Fremont County elects its commissioners at large in partisan races pursuant to state law. The County’s population consists of 75 percent non-Hispanic Whites and 20 percent American Indians. Until recently, all five commissioners were Republicans in light of the fact that 60 percent of the County’s registered voters are registered as Republicans.
The lawsuit, filed in Wyoming federal district court on October 20, 2005, on behalf of five Eastern Shoshone and Northern Arapahoe tribal members, demands that the court create single-member commissioner districts and that at least one district contain an effective voting majority of American Indian voters, thus ensuring the perpetual election of an American Indian to the Fremont County Board of Commissioners.
The lawsuit is one of several filed in the Mountain West against rural, sparsely populated, farming, or ranching counties. In November 1999 the Clinton Administration sued Blaine County, Montana, and in November 2001 the Bush Administration sued Alamosa County, Colorado.
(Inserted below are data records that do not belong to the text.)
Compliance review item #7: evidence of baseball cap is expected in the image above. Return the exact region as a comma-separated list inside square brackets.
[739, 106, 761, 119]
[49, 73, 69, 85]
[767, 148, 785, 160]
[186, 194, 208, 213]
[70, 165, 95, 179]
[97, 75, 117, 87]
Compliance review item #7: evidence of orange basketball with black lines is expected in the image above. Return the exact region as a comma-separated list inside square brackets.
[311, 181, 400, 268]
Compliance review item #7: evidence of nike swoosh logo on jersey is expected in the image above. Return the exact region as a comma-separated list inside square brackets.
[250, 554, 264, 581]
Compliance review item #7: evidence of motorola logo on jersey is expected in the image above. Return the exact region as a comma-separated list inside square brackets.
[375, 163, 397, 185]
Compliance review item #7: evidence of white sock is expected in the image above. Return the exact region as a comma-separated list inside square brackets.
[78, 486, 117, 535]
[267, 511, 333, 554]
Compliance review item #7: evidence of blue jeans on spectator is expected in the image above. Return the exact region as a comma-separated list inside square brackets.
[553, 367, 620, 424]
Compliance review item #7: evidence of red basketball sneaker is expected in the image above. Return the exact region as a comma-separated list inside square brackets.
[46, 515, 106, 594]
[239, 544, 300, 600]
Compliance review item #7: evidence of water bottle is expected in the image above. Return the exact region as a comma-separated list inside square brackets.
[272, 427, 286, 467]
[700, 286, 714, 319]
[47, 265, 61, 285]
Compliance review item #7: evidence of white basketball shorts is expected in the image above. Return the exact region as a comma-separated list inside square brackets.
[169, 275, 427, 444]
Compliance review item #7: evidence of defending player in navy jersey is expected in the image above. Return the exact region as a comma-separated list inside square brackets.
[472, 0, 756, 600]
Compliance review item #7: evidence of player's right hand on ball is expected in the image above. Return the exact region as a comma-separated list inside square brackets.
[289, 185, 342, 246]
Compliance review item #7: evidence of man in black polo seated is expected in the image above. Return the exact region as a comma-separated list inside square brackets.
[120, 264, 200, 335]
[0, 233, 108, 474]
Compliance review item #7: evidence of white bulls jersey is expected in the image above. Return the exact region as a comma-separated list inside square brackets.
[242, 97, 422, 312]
In the Montana case, the federal government won a district for American Indian candidates after the Supreme Court declined, in April 2005, to hear the case. In the Colorado case, the federal government’s demand for a Hispanic district failed when the Colorado federal district court ruled that voting in Alamosa County was not racially polarized. The federal government did not appeal.
Mountain States Legal Foundation, founded in 1977, is a nonprofit, public-interest legal foundation dedicated to individual liberty, the right to own and use property, limited and ethical government, and the free enterprise system. Its offices are located in the suburban Denver, Colorado, metropolitan area.